Liverpool.com - Thu, 03/28/2024 - 06:45

Liverpool resumes its push for the Premier League title this weekend following the international break. The Reds will know that, as they long as they do the business against Brighton, there’s a good chance they’ll top the table on Sunday night.

While Jürgen Klopp will of course be focused on his own side’s game, once the full-time whistle blows at Anfield, his attention will surely turn to events at the Etihad Stadium. With Manchester City hosting Arsenal, it could be a pivotal weekend in the title race.
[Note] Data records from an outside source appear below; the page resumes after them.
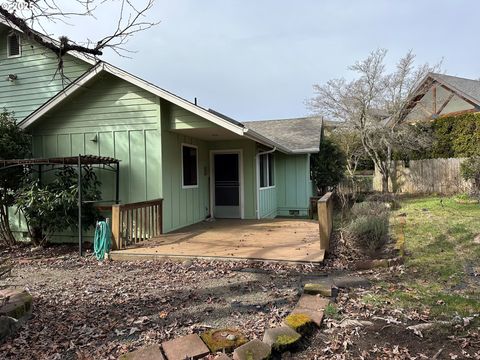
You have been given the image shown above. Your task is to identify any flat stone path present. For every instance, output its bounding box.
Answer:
[162,334,210,360]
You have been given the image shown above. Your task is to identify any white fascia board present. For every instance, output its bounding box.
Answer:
[104,63,245,136]
[19,63,103,129]
[244,128,292,154]
[0,17,97,65]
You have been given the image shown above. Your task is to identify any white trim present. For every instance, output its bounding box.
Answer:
[255,147,277,220]
[258,152,277,190]
[19,63,103,129]
[210,149,245,219]
[7,32,22,59]
[0,16,97,65]
[180,143,199,189]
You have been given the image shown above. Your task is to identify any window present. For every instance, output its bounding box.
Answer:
[182,145,198,188]
[260,154,275,188]
[7,33,22,57]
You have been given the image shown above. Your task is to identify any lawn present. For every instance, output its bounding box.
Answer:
[365,196,480,320]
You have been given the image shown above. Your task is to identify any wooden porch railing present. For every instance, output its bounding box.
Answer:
[112,199,163,250]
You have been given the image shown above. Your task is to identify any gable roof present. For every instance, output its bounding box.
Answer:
[429,73,480,106]
[0,16,322,153]
[244,117,323,154]
[400,72,480,124]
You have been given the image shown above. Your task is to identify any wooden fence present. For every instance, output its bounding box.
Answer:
[373,158,471,195]
[112,199,163,250]
[317,192,333,252]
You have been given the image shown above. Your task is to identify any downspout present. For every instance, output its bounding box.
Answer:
[255,146,277,220]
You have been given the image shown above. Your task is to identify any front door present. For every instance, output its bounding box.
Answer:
[213,153,241,219]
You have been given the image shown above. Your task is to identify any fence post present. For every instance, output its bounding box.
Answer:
[317,192,333,252]
[112,205,122,250]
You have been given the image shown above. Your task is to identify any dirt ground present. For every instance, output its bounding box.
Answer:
[0,248,318,360]
[0,224,480,360]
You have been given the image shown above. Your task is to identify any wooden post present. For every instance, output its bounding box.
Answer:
[317,192,333,252]
[112,205,122,250]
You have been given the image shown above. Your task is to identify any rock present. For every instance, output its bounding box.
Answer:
[338,319,373,328]
[0,289,32,322]
[297,294,330,311]
[263,326,302,352]
[162,334,210,360]
[303,281,333,297]
[283,312,315,334]
[333,275,370,289]
[233,339,272,360]
[0,316,18,344]
[213,354,232,360]
[292,305,323,327]
[118,345,165,360]
[200,329,248,353]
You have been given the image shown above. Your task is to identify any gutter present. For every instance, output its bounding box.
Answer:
[255,146,277,220]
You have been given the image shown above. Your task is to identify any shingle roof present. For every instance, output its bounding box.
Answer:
[243,117,322,153]
[429,73,480,105]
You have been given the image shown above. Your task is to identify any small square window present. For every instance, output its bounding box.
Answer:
[7,33,22,57]
[260,154,275,188]
[182,145,198,188]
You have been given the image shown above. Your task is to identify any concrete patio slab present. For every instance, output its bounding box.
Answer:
[111,219,325,262]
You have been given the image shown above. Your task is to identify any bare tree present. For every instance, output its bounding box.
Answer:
[309,49,440,192]
[330,126,366,177]
[0,0,157,62]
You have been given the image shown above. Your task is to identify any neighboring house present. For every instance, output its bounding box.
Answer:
[405,73,480,122]
[0,18,322,240]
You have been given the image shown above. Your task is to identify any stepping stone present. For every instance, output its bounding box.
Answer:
[213,354,232,360]
[283,312,316,334]
[233,339,272,360]
[0,288,32,321]
[292,306,323,327]
[162,334,210,360]
[297,294,330,311]
[263,326,302,352]
[118,345,165,360]
[333,275,370,288]
[200,329,248,353]
[303,281,333,297]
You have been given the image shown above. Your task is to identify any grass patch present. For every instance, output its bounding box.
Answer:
[364,196,480,318]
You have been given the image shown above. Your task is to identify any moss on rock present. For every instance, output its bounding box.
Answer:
[283,313,315,334]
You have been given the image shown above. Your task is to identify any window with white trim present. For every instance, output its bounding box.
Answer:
[260,153,275,188]
[7,33,22,57]
[182,145,198,188]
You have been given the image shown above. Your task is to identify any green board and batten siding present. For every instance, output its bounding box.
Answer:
[29,74,162,207]
[0,27,312,237]
[161,100,209,232]
[275,153,313,216]
[0,25,91,121]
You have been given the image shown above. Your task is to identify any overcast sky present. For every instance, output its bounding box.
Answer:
[43,0,480,121]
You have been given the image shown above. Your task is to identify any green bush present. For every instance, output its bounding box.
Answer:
[460,156,480,196]
[310,138,347,195]
[346,213,388,255]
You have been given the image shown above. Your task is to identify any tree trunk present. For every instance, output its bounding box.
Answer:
[382,173,388,193]
[0,205,17,246]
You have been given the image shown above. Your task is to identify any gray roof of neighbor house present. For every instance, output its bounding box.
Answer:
[243,117,322,153]
[429,73,480,105]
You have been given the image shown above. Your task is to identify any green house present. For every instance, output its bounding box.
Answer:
[0,22,322,243]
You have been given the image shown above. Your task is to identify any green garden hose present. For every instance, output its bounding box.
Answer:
[93,221,112,260]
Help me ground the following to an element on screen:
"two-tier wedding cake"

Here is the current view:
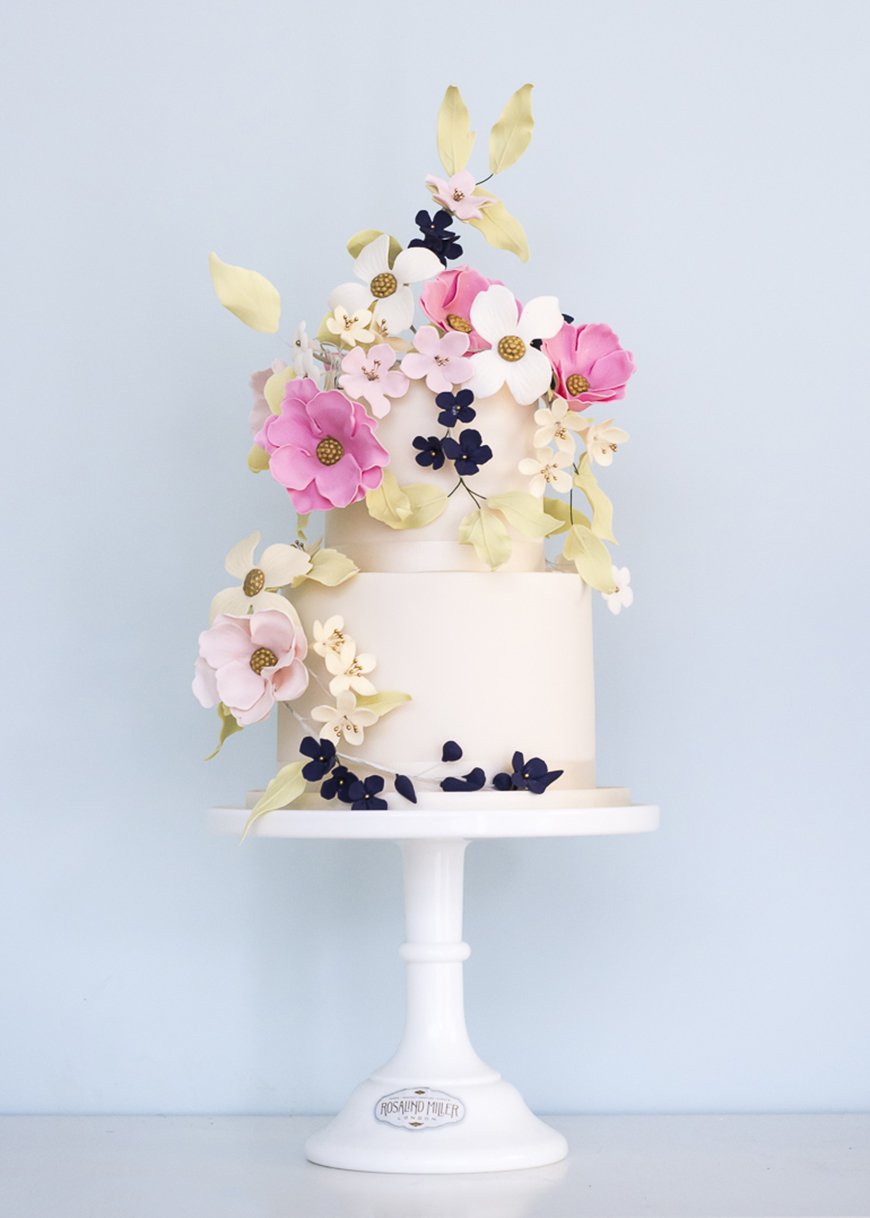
[194,85,634,823]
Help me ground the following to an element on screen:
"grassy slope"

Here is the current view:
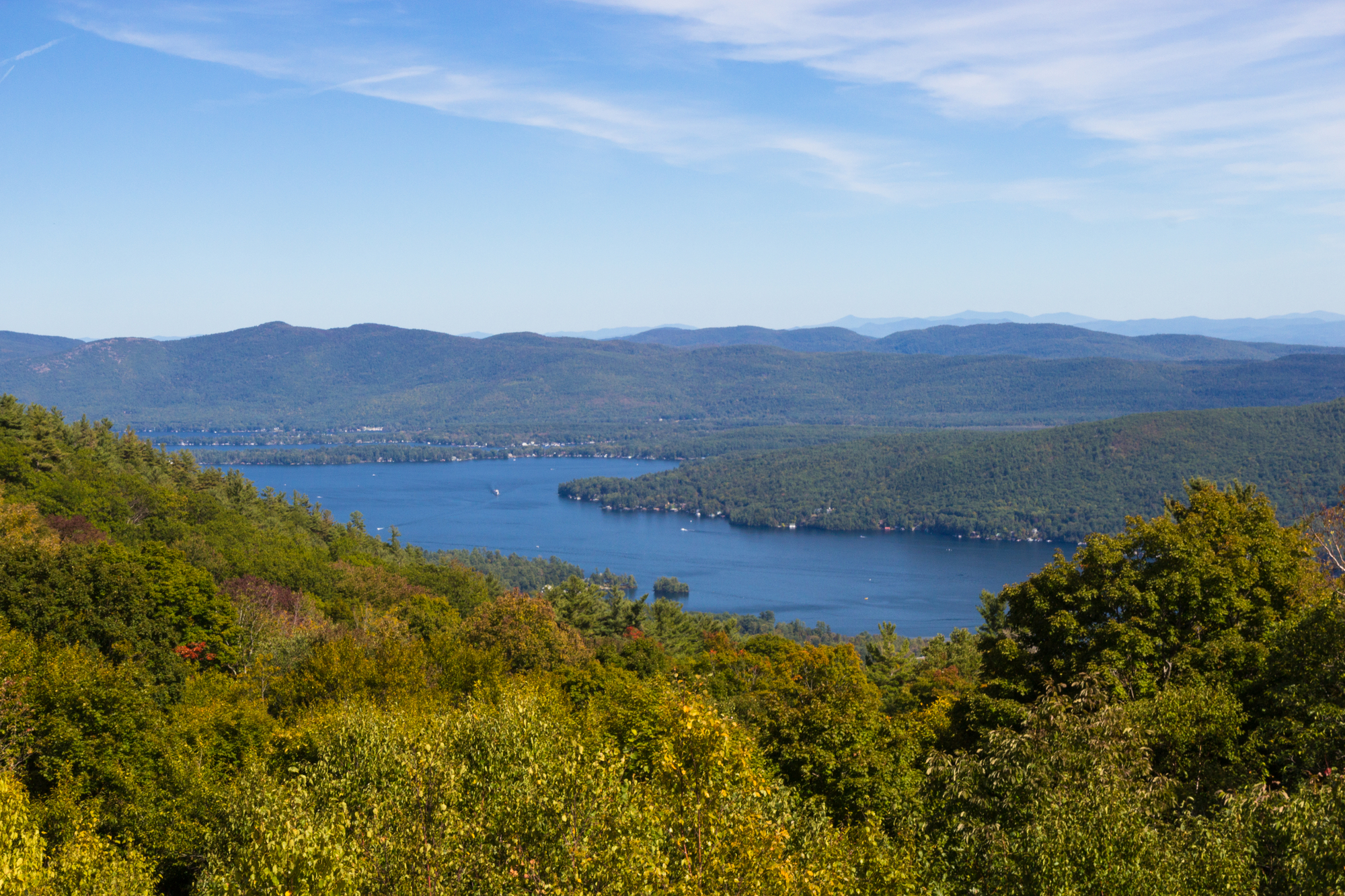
[0,324,1345,430]
[561,399,1345,538]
Mikel Arteta’s side currently leads the way, sitting above Liverpool only on goal difference, but City lies just a point further back. The ideal situation for the Reds would see the two sides draw when they meet, perhaps closely followed by a win for the hosts.

READ MORE: Bayer Leverkusen star makes Liverpool 'final' prediction during training with Virgil van Dijk

READ MORE: Jürgen Klopp has given Liverpool star exactly what he needed and Xherdan Shaqiri just proved it

Either scenario would send Liverpool top, as long as it picks up three points against Brighton. Seeing two City stars pick up injuries in the past few days then might not have been as welcome a sight as some might imagine.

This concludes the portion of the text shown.